Early construction of the thalamocortical axon pathway requires c‐Jun N‐terminal kinase signaling within the ventral forebrain

Background Thalamocortical connectivity is essential for normal brain function. This important pathway is established during development, when thalamic axons extend a long distance through the forebrain before reaching the cerebral cortex. In this study, we identify a novel role for the c‐Jun N‐terminal kinase (JNK) signaling pathway in guiding thalamocortical axons through intermediate target territories. Results Complete genetic removal of JNK signaling from the Distal‐less 5/6 (Dlx5/6) domain in mice prevents thalamocortical axons from crossing the diencephalon‐telencephalon boundary (DTB) and the internal capsule fails to form. Ventral telencephalic cells critical for thalamocortical axon extensions including corridor and guidepost neurons are also disrupted. In addition, corticothalamic, striatonigral, and nigrostriatal axons fail to cross the DTB. Analyses of different JNK mutants demonstrate that thalamocortical axon pathfinding has a non‐autonomous requirement for JNK signaling. Conclusions We conclude that JNK signaling within the Dlx5/6 territory enables the construction of major axonal pathways in the developing forebrain.
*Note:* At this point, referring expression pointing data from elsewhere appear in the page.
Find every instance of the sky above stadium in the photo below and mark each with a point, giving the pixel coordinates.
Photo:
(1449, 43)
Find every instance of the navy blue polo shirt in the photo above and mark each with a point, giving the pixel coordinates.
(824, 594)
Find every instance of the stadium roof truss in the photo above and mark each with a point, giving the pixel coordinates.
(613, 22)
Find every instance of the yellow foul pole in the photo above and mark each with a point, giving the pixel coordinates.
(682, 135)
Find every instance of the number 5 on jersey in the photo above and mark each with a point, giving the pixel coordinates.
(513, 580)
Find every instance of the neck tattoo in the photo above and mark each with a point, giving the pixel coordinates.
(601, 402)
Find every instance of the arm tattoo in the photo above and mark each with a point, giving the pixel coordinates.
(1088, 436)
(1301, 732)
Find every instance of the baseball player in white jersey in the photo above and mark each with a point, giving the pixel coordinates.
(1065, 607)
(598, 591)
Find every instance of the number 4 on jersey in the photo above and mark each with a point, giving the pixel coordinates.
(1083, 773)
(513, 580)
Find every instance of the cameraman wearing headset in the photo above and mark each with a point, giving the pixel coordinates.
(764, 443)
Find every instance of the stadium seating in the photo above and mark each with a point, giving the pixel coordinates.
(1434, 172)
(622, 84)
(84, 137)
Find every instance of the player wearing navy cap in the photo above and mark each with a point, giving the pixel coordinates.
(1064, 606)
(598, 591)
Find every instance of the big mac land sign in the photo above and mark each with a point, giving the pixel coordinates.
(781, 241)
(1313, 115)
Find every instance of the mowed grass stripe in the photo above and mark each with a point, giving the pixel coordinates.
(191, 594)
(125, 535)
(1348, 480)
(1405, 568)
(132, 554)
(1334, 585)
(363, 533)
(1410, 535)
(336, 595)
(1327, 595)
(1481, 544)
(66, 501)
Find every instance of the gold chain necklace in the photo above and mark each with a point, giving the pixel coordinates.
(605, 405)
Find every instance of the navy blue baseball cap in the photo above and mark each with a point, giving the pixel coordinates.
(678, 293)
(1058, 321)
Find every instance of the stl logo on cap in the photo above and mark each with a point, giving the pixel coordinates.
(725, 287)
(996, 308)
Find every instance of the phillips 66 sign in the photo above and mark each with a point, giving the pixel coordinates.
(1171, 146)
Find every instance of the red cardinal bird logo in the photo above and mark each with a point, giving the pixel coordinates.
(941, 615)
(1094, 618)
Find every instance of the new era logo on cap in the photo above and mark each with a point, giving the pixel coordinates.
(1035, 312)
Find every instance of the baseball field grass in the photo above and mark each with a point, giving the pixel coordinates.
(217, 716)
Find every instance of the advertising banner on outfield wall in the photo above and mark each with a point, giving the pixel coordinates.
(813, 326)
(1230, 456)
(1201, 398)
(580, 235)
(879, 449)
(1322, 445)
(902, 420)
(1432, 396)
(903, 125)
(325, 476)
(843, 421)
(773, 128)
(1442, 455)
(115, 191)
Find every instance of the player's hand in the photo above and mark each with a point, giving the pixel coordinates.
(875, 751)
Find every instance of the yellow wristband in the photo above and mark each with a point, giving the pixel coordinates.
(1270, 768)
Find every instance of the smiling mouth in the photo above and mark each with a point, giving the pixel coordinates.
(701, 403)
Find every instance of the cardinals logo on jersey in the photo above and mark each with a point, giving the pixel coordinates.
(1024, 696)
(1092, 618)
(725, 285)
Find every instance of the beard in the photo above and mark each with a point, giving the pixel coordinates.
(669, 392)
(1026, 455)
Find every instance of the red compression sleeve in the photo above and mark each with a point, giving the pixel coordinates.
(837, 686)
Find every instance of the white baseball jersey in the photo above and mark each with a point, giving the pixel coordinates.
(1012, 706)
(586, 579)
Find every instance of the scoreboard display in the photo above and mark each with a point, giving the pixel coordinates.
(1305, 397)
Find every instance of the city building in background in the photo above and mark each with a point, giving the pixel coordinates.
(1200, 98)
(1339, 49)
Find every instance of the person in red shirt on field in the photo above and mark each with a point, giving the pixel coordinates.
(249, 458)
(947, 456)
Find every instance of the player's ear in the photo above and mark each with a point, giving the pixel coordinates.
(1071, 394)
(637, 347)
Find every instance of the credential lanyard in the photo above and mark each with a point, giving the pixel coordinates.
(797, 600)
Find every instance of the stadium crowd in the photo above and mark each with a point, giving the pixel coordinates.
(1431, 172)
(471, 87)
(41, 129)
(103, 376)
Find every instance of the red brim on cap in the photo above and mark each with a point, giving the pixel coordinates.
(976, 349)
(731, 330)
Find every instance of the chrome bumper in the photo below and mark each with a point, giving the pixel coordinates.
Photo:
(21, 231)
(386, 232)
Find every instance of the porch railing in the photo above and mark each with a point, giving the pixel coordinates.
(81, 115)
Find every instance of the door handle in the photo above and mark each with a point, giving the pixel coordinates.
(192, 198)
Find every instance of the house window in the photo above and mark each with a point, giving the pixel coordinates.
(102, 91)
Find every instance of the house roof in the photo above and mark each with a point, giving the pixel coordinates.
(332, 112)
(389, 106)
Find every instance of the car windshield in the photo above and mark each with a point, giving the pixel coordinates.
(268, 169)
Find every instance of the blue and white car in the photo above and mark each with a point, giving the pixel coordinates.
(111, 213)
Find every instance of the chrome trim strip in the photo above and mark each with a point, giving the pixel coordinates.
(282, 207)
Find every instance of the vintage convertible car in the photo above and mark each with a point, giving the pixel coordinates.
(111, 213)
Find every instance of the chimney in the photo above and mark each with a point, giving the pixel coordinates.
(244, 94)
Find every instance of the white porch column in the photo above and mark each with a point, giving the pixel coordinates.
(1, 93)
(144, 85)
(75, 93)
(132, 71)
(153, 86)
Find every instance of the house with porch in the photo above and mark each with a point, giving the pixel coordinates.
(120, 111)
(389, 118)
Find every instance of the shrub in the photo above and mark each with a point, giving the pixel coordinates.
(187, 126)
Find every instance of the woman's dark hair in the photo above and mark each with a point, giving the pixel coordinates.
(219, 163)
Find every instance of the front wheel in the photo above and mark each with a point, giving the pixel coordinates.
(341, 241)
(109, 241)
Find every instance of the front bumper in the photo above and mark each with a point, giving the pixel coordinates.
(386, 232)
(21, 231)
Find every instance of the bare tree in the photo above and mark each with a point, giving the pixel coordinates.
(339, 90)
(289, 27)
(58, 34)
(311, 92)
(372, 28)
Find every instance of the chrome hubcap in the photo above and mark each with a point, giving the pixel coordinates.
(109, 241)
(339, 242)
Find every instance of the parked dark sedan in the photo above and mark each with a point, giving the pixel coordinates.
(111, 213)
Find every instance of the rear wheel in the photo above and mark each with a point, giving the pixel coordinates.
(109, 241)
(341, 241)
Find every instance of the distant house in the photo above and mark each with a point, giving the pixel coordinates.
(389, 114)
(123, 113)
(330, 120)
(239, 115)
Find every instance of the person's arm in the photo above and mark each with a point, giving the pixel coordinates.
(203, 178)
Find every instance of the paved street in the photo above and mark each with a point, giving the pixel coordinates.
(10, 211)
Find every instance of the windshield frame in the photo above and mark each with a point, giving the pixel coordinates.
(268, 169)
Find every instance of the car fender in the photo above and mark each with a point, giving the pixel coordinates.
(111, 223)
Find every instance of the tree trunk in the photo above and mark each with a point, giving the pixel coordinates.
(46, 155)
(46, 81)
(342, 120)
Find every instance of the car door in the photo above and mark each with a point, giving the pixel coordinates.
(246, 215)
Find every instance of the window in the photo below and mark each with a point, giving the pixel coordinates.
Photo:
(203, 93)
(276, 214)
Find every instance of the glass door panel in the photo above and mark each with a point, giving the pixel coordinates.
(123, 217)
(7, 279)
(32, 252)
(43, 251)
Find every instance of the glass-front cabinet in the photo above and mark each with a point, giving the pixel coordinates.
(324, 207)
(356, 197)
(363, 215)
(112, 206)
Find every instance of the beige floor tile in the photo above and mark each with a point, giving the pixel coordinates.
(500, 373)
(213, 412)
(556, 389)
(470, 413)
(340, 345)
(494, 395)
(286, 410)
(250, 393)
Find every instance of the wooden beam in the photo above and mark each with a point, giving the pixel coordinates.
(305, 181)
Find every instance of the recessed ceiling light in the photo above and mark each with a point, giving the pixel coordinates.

Further exploration of this intermediate axon guidance territory is needed to uncover mechanisms of axonal pathfinding during normal brain development and to elucidate how this vital process may be compromised in neurodevelopmental disorders. Key Findings Thalamocortical axons misroute at the diencephalic‐telencephalic boundary (DTB) in mice lacking JNK signaling in Distal‐less 5/6‐positive cells of the ventral forebrain. Intermediate targets of thalamocortical axon guidance including corridor cells, striatal axons, and ventral telencephalic guidepost neurons are disrupted in these mice. Corticothalamic, striatonigral, and nigrostriatal axon pathways are also misrouted and fail to cross the DTB in these mice.